Extras: On board is a featurette, the Making of L'Atalante (20:56), with Columbia University professor Annette Insdorf (who also recently lent commentary and appeared in the featurettes in Kieslowski's Three Colors, as well as Truffaut's Day for Night featurette) and film historian Bernard Eisenschitz. This is generally an amiable affair; the two discuss (separately) various aspects of the film, Vigo, and the actors, etc., but its tone is more celebratory than revelatory. They do, however, add some context to the film itself and its overall history.
Also included is a Stills Gallery, Poster Gallery, and Vigo Filmography.
Final Thoughts: One can only speculate as to whether or not this will be the "definitive" version of L'Atalante on DVD. I certainly hope it is not – although it belongs in any cineaste's home library, the touted "Collectors Edition" omissions will undoubtedly have some film buffs crying foul. (If New Yorker had either the rights or the inclination – or both, as I remain unsure – they could have added the excised scenes as an extra, or perhaps even included the other versions of the film in their entirety; for a film noted for past omissions and mutilations, it only stands to reason.) Moreover, since such extensive work has been done of late, a commentary or documentary by an involved party would have been obviously welcome. Accordingly, completists will have no choice but to hold onto the 1991 New Yorker release to see the aforementioned footage.
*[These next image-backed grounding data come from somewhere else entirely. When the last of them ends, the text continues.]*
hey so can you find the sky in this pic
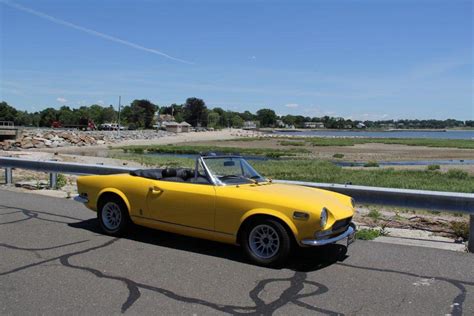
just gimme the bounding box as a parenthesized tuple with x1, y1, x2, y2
(0, 0, 472, 120)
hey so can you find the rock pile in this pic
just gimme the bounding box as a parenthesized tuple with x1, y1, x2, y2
(0, 129, 172, 150)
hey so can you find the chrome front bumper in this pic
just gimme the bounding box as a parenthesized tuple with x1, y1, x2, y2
(301, 225, 356, 246)
(73, 195, 89, 204)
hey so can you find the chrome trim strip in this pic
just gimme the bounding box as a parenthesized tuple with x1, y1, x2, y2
(300, 226, 355, 246)
(73, 195, 89, 203)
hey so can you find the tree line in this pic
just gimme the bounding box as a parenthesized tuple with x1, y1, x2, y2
(1, 100, 472, 129)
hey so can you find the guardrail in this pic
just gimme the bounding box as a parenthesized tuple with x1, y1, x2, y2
(1, 156, 473, 252)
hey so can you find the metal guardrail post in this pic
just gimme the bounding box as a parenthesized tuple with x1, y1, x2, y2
(49, 172, 58, 189)
(469, 215, 474, 253)
(5, 167, 12, 185)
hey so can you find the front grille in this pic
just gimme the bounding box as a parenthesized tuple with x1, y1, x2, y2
(332, 217, 352, 232)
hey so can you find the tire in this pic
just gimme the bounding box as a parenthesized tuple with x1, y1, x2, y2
(97, 196, 131, 236)
(240, 218, 292, 267)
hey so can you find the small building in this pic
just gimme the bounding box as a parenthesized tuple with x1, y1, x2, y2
(180, 121, 191, 133)
(155, 114, 175, 128)
(165, 122, 181, 133)
(164, 121, 192, 133)
(276, 120, 285, 128)
(356, 122, 366, 129)
(303, 122, 324, 129)
(243, 121, 258, 130)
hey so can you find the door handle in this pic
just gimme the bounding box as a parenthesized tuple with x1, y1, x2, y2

However, the print used is certainly the best representation of L'Atalante that I have ever witnessed, and the loving care utilized in the restoration(s) is obvious. Furthermore, for one of the world's truly great films, this is welcome news and an important release. With an air of slight disappointment and the above misgivings – and as it is – this edition still warrants DVD Talk Collector Series' status.